Forbes reports that Pixar’s stock fell almost 5% on the news that they were delaying the release of Cars by more than half a year. “Without Cars, Pixar next year must rely solely on home-video sales of the recent blockbuster The Incredibles when the DVD is released during the spring”. However, some observers believe the move may end up benefiting the company in the long run. Jessica Reif Cohen, an analyst with Merrill Lynch who downgraded Pixar’s rating and lowered her 2005 estimates for the company, said “We preliminarily estimate this move could increase lifetime film revenue by $50 million by exploiting seasonal factors, namely that summer theatrical releases play better during the weekdays due to the school recess, and DVD releases are more in tune with the holiday selling season”.

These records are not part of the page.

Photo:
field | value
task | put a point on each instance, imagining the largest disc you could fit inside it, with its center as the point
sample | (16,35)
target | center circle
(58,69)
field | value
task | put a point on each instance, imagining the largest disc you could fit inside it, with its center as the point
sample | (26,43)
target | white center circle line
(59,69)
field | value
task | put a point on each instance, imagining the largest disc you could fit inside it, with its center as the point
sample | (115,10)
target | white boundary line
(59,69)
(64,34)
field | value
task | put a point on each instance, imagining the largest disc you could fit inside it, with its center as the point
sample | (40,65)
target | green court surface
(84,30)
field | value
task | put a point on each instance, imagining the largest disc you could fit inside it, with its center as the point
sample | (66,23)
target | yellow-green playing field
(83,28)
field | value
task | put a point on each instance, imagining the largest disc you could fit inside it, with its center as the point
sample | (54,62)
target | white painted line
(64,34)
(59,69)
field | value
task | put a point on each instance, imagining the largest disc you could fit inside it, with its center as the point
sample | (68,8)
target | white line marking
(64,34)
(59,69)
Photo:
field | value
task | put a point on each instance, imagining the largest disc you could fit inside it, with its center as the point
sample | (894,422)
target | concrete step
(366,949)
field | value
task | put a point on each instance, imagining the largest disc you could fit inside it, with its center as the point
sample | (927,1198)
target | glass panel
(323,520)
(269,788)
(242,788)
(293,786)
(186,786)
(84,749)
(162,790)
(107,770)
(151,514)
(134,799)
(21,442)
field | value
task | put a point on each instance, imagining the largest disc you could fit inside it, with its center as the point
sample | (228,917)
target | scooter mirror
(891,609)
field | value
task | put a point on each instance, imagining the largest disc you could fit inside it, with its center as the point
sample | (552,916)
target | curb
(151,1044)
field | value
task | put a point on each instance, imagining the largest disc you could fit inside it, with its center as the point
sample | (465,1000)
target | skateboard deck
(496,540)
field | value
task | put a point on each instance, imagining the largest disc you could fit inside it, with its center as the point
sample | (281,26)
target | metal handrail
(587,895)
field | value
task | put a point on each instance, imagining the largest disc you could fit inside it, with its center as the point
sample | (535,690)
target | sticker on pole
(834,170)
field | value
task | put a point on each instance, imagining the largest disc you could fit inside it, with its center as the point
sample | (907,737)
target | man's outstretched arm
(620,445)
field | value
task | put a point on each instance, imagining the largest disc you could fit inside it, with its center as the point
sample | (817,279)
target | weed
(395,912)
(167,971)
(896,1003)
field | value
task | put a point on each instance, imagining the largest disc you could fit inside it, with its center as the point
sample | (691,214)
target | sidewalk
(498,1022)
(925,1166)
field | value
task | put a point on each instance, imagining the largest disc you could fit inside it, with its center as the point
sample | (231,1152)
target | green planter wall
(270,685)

The Hollywood Reporter notes that another benefit of the move is that Pixar buys itself more time in its negotiations for a new distribution partner. Pixar “has said that it wants a new agreement in place with a studio 18 months ahead of its first release after Cars. Because Pixar had penciled in its first film after Cars for a November 2006 bow, it would have had to have a new deal set up by May. Now, with Cars set for summer 2006, Pixar’s first post-Cars movie will probably not roll out before summer 2007, leaving [Pixar CEO Steve] Jobs plenty of time to strike a new deal”.